The train arrived in Berlin; a knot of ministers and plumed equerries stood on the platform to receive the sovereign. Wilhelm, whom Bismarck had found at Jüterbogk weary and dejected, was cheerful, even “merry” as he stepped from the carriage. The conversation in the train was the real end of liberalism in Prussia: afterwards the dialogue between the Crown and the Parliament was broken off. Bismarck had attempted to persuade the free-state men to embrace his plan; the attempt had failed. He had now to find another means of emancipating the King from the restraints of the constitution.
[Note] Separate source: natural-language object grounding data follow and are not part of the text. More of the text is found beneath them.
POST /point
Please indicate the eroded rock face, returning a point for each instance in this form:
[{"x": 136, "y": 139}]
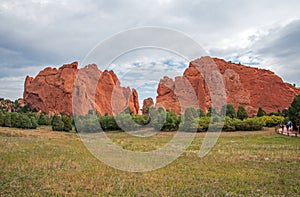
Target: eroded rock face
[
  {"x": 147, "y": 103},
  {"x": 239, "y": 85},
  {"x": 51, "y": 91}
]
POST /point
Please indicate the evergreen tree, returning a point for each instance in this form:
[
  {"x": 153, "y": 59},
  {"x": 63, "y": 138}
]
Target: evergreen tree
[
  {"x": 25, "y": 122},
  {"x": 228, "y": 110},
  {"x": 261, "y": 112},
  {"x": 200, "y": 112},
  {"x": 7, "y": 120},
  {"x": 294, "y": 110},
  {"x": 2, "y": 118},
  {"x": 15, "y": 122},
  {"x": 242, "y": 113},
  {"x": 67, "y": 123},
  {"x": 57, "y": 124},
  {"x": 33, "y": 121},
  {"x": 44, "y": 119},
  {"x": 211, "y": 111}
]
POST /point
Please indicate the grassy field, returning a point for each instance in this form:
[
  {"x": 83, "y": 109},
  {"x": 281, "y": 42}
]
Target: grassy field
[{"x": 42, "y": 163}]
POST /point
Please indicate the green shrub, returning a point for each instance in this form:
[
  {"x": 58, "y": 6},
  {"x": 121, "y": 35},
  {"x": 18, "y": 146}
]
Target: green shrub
[
  {"x": 228, "y": 110},
  {"x": 261, "y": 112},
  {"x": 44, "y": 119},
  {"x": 57, "y": 124},
  {"x": 25, "y": 122},
  {"x": 2, "y": 119},
  {"x": 67, "y": 123},
  {"x": 272, "y": 121},
  {"x": 15, "y": 122},
  {"x": 7, "y": 120},
  {"x": 242, "y": 113}
]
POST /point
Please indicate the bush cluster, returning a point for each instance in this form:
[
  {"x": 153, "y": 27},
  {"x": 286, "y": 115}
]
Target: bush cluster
[
  {"x": 18, "y": 120},
  {"x": 61, "y": 123}
]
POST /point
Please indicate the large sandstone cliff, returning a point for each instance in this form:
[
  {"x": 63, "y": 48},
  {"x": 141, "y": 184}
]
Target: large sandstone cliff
[
  {"x": 69, "y": 89},
  {"x": 239, "y": 85}
]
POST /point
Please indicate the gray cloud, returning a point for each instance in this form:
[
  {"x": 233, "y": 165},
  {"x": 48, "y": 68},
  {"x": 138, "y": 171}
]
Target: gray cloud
[{"x": 35, "y": 34}]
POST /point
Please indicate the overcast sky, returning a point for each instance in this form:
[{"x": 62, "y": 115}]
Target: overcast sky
[{"x": 35, "y": 34}]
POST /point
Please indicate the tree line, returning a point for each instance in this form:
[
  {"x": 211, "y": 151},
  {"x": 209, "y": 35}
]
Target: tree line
[{"x": 228, "y": 119}]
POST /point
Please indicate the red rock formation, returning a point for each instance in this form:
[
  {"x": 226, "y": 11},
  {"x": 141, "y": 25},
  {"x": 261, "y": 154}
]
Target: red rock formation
[
  {"x": 147, "y": 103},
  {"x": 51, "y": 91},
  {"x": 240, "y": 85}
]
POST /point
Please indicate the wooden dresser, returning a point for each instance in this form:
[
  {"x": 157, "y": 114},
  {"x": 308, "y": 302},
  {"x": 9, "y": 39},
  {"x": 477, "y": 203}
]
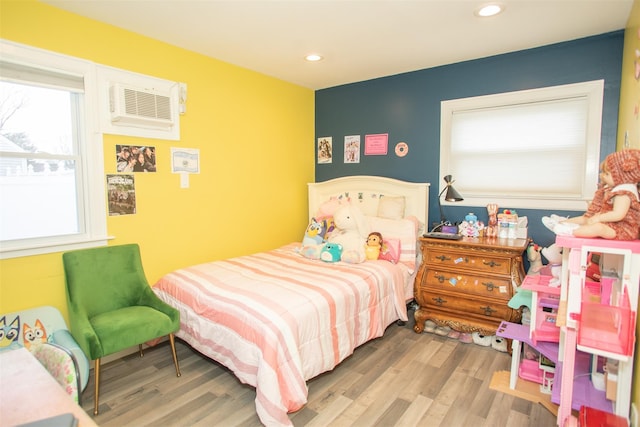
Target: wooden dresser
[{"x": 466, "y": 284}]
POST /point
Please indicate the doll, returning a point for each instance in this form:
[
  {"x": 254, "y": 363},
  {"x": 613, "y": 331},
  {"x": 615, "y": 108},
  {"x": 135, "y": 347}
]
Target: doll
[
  {"x": 374, "y": 245},
  {"x": 614, "y": 212}
]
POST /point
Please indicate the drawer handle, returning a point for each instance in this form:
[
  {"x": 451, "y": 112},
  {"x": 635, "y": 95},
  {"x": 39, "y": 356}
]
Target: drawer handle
[
  {"x": 488, "y": 311},
  {"x": 490, "y": 286},
  {"x": 439, "y": 301}
]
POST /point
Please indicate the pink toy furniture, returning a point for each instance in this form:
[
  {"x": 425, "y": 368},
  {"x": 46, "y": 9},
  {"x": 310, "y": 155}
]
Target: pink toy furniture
[{"x": 596, "y": 320}]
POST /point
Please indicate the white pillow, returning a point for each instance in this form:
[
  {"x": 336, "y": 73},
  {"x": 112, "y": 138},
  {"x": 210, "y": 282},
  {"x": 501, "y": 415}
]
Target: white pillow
[
  {"x": 391, "y": 207},
  {"x": 401, "y": 229}
]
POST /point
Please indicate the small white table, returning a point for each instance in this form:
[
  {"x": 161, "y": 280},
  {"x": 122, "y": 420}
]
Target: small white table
[{"x": 29, "y": 393}]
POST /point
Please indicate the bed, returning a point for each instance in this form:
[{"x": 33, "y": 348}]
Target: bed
[{"x": 277, "y": 319}]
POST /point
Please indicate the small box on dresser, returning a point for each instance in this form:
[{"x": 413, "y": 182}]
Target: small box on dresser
[{"x": 466, "y": 284}]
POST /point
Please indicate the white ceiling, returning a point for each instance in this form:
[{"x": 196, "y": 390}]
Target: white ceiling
[{"x": 359, "y": 39}]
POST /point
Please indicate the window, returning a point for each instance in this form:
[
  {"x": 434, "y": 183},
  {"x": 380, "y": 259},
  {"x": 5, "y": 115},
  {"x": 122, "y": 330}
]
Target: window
[
  {"x": 536, "y": 149},
  {"x": 51, "y": 167}
]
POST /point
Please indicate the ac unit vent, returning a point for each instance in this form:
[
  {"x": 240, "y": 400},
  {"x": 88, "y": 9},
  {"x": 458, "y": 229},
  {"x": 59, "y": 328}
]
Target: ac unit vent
[{"x": 140, "y": 107}]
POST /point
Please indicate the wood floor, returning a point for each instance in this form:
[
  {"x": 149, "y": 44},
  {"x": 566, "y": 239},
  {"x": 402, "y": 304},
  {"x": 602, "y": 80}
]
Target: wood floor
[{"x": 401, "y": 379}]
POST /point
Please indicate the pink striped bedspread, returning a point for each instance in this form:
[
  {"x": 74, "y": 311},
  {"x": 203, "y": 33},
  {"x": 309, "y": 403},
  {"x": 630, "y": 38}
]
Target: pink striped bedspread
[{"x": 277, "y": 319}]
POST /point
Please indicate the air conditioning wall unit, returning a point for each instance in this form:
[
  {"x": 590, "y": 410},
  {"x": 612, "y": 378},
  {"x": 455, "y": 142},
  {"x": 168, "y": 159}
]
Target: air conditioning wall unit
[{"x": 147, "y": 108}]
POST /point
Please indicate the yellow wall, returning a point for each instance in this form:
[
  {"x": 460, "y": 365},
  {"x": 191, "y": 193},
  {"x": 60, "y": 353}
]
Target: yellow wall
[
  {"x": 629, "y": 114},
  {"x": 255, "y": 135},
  {"x": 629, "y": 121}
]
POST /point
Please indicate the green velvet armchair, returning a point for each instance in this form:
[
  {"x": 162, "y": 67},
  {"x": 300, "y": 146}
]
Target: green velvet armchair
[{"x": 111, "y": 305}]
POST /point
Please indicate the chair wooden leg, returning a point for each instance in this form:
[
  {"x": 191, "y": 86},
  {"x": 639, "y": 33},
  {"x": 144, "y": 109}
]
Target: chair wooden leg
[
  {"x": 97, "y": 392},
  {"x": 175, "y": 356}
]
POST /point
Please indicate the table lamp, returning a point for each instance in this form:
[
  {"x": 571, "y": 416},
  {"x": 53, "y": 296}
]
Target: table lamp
[{"x": 450, "y": 195}]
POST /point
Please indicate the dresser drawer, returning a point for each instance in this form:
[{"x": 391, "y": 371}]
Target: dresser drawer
[
  {"x": 470, "y": 261},
  {"x": 455, "y": 303},
  {"x": 498, "y": 288}
]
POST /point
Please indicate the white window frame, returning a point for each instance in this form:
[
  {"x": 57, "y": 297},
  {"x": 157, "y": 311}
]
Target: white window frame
[
  {"x": 93, "y": 206},
  {"x": 593, "y": 91}
]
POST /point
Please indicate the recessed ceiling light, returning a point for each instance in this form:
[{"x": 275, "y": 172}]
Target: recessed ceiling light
[{"x": 490, "y": 9}]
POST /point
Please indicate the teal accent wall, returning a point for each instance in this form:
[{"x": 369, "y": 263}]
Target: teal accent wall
[{"x": 407, "y": 107}]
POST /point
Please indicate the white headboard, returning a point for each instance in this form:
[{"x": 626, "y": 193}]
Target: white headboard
[{"x": 416, "y": 194}]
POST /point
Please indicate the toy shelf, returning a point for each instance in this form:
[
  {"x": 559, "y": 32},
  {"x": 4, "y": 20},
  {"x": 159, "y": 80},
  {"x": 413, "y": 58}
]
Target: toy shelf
[
  {"x": 545, "y": 301},
  {"x": 596, "y": 319},
  {"x": 584, "y": 393}
]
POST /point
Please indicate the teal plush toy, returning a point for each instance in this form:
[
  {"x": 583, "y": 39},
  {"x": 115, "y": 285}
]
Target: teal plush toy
[
  {"x": 315, "y": 232},
  {"x": 331, "y": 252}
]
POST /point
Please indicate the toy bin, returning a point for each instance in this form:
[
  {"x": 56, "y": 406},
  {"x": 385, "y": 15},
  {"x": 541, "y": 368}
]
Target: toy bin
[{"x": 606, "y": 328}]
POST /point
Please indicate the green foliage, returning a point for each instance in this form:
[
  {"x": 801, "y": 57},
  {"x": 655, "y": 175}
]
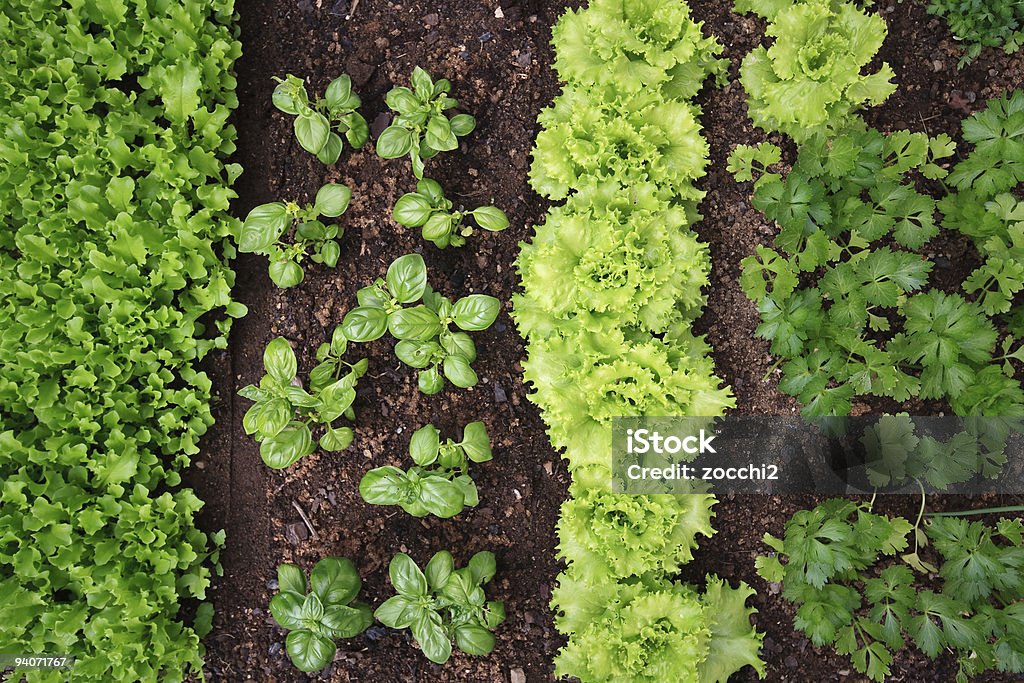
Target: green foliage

The new Minister-President carried the army budget in the upper house of Parliament. When a majority of the lower house, the Chamber of Deputies, refused to give its assent to the bill, Bismarck persuaded the King to dismiss the recalcitrant lawmakers. Wilhelm would send them home. Bismarck then announced that, since the lower house had declined to pass a budget, the government would simply carry on without one. The Crown would continue, not only to collect taxes under existing revenue laws, but also to spend money until the matter was resolved. It was the end of constitutional government in Prussia; the pri
nciples of a free state are lost when the executive usurps the legislature’s dominion over the purse. Nevertheless Bismarck affected solicitude for the constitution his policy destroyed; he pretended to believe that Prussia’s laws did not contemplate a budgetary impasse, and that as a result he was not violating the spirit of the Prussian charter, but rather filling a “gap” in the legal architecture of the state.
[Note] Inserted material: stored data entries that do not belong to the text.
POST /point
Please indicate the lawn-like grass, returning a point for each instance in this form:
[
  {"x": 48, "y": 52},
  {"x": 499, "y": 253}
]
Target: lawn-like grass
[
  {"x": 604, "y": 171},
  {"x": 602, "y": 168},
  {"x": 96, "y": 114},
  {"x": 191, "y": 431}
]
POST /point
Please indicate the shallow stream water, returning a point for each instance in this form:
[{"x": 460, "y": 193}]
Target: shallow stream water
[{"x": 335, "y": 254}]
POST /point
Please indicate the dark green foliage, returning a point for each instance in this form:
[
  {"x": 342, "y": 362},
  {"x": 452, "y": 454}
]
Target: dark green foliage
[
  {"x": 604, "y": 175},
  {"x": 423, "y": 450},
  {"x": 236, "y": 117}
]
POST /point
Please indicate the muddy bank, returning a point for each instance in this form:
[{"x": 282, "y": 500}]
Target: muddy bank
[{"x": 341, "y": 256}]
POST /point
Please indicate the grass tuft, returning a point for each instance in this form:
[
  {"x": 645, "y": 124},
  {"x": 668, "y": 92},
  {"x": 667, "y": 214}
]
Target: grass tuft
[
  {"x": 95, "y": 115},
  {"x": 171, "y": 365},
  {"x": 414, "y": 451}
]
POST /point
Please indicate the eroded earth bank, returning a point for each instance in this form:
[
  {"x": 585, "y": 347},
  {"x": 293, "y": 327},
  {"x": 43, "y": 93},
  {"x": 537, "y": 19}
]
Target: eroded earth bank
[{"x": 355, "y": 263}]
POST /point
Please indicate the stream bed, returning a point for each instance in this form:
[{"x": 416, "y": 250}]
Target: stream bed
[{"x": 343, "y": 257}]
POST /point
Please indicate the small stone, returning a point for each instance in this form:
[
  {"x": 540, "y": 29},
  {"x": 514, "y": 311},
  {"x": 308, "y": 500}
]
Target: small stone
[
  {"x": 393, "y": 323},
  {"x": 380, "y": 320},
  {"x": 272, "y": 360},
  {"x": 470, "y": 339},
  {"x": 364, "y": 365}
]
This artifice did not for a moment deceive Prussia’s free-state men. It was, for them, a terrible moment. They could either acquiesce in Bismarck’s decision to consign them to irrelevance or, like the Long Parliament in England two centuries before, resort to violence, take to the streets, draw up the barricades. Bismarck was heard, during the tense autumn days, to mutter about the virtues of dying on the scaffold. There were worse modes of extinction than the ax. But this was bravado; he knew that the Prussian Crown had at its disposal an instrument no Stuart king had possessed—a standing army. The King of Prussia could dispatch, in an instant, tens of thousands of disciplined and obedient troops to the heart of his capital.
The humiliation of the legislature was accomplished without bloodshed. When, on October 13, the King dismissed Parliament, the lawmakers acted as Bismarck had prophesied: they acquiesced. Indeed there were cheers, in the Chamber of Deputies, for the King—as well as for a constitution that had practically ceased to exist.
Chapter 12
“GOD HAS DECIDED THE QUESTION”
Biebrich-on-the-Rhine, July-November 1862
THE REVOLUTION IN Germany which Bismarck initiated when he broke the Parliament in Berlin was accompanied by another, less visible, but scarcely less momentous alteration in the ideals and manners of the German people. The change could be detected in the music of Wagner, who had by this time recovered from the failure of Tannhäuser in Paris and was ready again to soar towards the heights. The composer had taken refuge on German soil, in Biebrich, a town on the Rhine not far from Wiesbaden. He took the lease of an apartment of three rooms overlooking the river, had his furniture brought from Paris, and meditated a production of Tristan und Isolde, his masterpiece of the previous decade, a work which had never yet been performed in an opera house.